Analysis: Why whistleblower Frances Haugen is Facebook’s worst nightmare
Facebook’s products “harm children, stoke division and weaken our democracy” and put profit over moral responsibility, she told lawmakers. Although Haugen was highly critical of Facebook, she was constructive and even hopeful.
“These problems are solvable. A safer, free speech-respecting, more enjoyable social media is possible,” Haugen said. “Facebook can change, but is clearly not going to do so on its own. … Congress can change the rules that Facebook plays by and stop the many harms it is causing.”

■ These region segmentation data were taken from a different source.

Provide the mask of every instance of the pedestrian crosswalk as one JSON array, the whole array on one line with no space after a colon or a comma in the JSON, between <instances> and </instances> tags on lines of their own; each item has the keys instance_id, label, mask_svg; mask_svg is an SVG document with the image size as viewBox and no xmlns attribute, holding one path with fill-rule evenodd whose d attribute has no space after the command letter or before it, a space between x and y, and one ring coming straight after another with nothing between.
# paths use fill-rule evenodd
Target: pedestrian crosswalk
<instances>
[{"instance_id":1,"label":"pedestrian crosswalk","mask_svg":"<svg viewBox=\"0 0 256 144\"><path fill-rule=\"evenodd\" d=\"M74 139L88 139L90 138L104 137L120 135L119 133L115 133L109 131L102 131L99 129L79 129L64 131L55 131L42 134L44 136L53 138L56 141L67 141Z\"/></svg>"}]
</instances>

‘A twenty-first century American hero’
“You are a twenty-first century American hero,” Senator Ed Markey told her. “Our nation owes you a huge debt of gratitude for the courage you’re showing here today.”
Haugen made specific recommendations for how Facebook might alter its platforms — or how regulators might create laws to force it to do so — including moving away from algorithms that rank content based on engagement and popularity-based measures such as likes and comments from Instagram.
It was refreshing to veer away from the usual grandstanding that comes from more adversarial Facebook-related hearings, which usually devolve into debates over censorship, bias and misinformation. Rather than focus on conflict over how Facebook should handle different types of content, Haugen drilled down on the algorithms that surface that content and how they work.
Facebook on edge
Facebook made repeated attempts to discredit Haugen before, during and after her testimony.
Haugen herself repeatedly acknowledged during her testimony that she did not work directly on child safety issues, and instead only cited information she learned from Facebook’s own internal research documents, which she said were “freely available to anyone in the company.” Haugen also admitted when questions were outside of her scope of knowledge and declined to answer them.
Facebook’s early efforts to snub Haugen did not impress those inside the hearing. Senator Marsha Blackburn called out Stone’s tweet during the hearing, saying, “If Facebook wants to discuss their targeting of children, if they want to discuss their practices, privacy violations, or violations of the Children’s Online Privacy Protection Act, I am extending to you an invitation to step forward, be sworn in, and testify before this committee.”
A whistleblower who wants to fix Facebook
In a call with reporters following the hearing, subcommittee Chair Sen. Richard Blumenthal said he found Haugen’s remarks “compelling” and “credible.”
“Frances Haugen wants to fix Facebook, not burn it to the ground,” Blumenthal said.
Indeed, that may be one of Haugen’s biggest assets as a reliable witness — she repeatedly told lawmakers that she was there because she believes in Facebook’s potential for good, if the company is able to address its serious issues. Haugen even said she would work for Facebook again, if given the chance. She also said she is against breaking up Facebook, instead emphasizing collaborative solutions with Congress, or else “these systems are going to continue to exist and be dangerous even if broken up.”
Haugen suggested that Congress give Facebook the chance to “declare moral bankruptcy and we can figure out how to fix these things together.” Asked to clarify what she meant by “moral bankruptcy,” Haugen said she envisioned a process like financial bankruptcy where there is a “mechanism” to “forgive them” and “move forward.”
“Facebook is stuck in a feedback loop that they cannot get out of. …They need to admit that they did something wrong and that they need help to solve these problems. And that’s what moral bankruptcy is,” she said.
This likely won’t be Haugen’s last time testifying before Congress. During the hearing, she said her time working on counterespionage issues at Facebook gave her “strong national security concerns about how Facebook operates today.”
Blumenthal suggested that these national security concerns could be the subject of a future subcommittee hearing.